The study, which is classified in the medical journal as a “viewpoint,” explains that based on the current death rate of the killer bug, “another 250,000 deaths can be expected in the next year,” leading to a total of an estimated 625,000 deaths related to the pandemic.
Using the value of a statistical human life at $7 million, the study says “the economic cost of premature deaths expected through the next year is estimated at $4.4 trillion.”
Additionally, there will be an estimated $2.6 trillion in costs from people who survive the virus but suffer long-term complications, according to the study. And mental health costs related to the pandemic could reach $1.6 trillion, the study says.
The paper notes that the Congressional Budget Office projects a total of $7.6 trillion in lost output over the next decade.
The pandemic’s “total cost is estimated at more than $16 trillion, or approximately 90% of the annual gross domestic product of the US,” the study says.
For a family of four, according to the study, the estimated loss would be nearly $200,000.
“Approximately half of this amount is the lost income from the COVID-19–induced recession; the remainder is the economic effects of shorter and less healthy life,” the authors wrote.
“Output losses of this magnitude are immense,” the study says, explaining that “the lost output in the [2008] Great Recession was only one-quarter as large.”
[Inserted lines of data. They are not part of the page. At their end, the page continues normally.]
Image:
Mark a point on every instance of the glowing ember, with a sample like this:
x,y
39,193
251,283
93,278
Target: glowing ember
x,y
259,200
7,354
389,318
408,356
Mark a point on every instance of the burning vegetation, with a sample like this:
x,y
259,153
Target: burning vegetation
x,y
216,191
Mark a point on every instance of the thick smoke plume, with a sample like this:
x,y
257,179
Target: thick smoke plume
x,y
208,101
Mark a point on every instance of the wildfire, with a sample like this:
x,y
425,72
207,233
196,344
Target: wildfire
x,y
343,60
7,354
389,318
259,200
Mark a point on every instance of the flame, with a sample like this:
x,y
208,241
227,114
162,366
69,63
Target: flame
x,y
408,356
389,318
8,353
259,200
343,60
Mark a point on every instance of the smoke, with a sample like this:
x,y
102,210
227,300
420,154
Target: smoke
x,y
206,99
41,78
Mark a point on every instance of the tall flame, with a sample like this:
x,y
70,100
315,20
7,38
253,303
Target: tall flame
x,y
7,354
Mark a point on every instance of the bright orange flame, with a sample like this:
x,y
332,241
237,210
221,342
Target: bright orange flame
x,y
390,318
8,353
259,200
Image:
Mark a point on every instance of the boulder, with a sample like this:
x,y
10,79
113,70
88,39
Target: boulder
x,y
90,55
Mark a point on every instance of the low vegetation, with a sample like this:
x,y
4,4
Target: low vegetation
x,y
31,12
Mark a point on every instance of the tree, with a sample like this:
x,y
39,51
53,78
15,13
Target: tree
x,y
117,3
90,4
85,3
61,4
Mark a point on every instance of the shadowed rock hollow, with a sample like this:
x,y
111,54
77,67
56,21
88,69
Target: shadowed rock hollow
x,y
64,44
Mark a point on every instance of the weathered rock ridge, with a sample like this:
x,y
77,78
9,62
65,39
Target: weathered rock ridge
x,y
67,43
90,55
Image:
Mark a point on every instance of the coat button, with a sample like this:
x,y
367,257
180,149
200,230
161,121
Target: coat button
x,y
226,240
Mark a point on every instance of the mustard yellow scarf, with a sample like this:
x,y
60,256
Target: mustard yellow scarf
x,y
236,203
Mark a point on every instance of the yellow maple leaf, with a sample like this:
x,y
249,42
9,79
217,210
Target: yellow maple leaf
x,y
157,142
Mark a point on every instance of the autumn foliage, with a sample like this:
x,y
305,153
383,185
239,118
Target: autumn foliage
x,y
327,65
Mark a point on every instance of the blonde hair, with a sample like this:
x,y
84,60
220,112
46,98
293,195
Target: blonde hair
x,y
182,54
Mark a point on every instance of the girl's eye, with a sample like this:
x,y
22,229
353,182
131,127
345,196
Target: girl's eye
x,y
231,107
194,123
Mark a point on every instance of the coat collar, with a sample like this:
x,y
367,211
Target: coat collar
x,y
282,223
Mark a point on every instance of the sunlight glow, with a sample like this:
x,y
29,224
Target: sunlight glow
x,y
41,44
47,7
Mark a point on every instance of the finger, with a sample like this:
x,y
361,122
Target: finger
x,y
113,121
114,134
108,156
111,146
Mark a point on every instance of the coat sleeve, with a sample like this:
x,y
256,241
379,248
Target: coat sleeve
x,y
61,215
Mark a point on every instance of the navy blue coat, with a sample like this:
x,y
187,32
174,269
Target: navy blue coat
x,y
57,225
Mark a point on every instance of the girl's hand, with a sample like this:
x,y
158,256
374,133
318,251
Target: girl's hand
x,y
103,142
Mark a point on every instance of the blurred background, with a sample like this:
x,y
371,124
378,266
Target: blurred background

“The economic loss is more than twice the total monetary outlay for all the wars the US has fought since September 11, 2001, including those in Afghanistan, Iraq, and Syria,” according to the study, which adds that by another metric, “this cost is approximately the estimate of damages … from 50 years of climate change.”
Summer and Cutler wrote, “As the nation struggles to recover from COVID-19, investments that are made in testing, contact tracing, and isolation should be established permanently and not dismantled when the concerns about COVID-19 begin to recede.”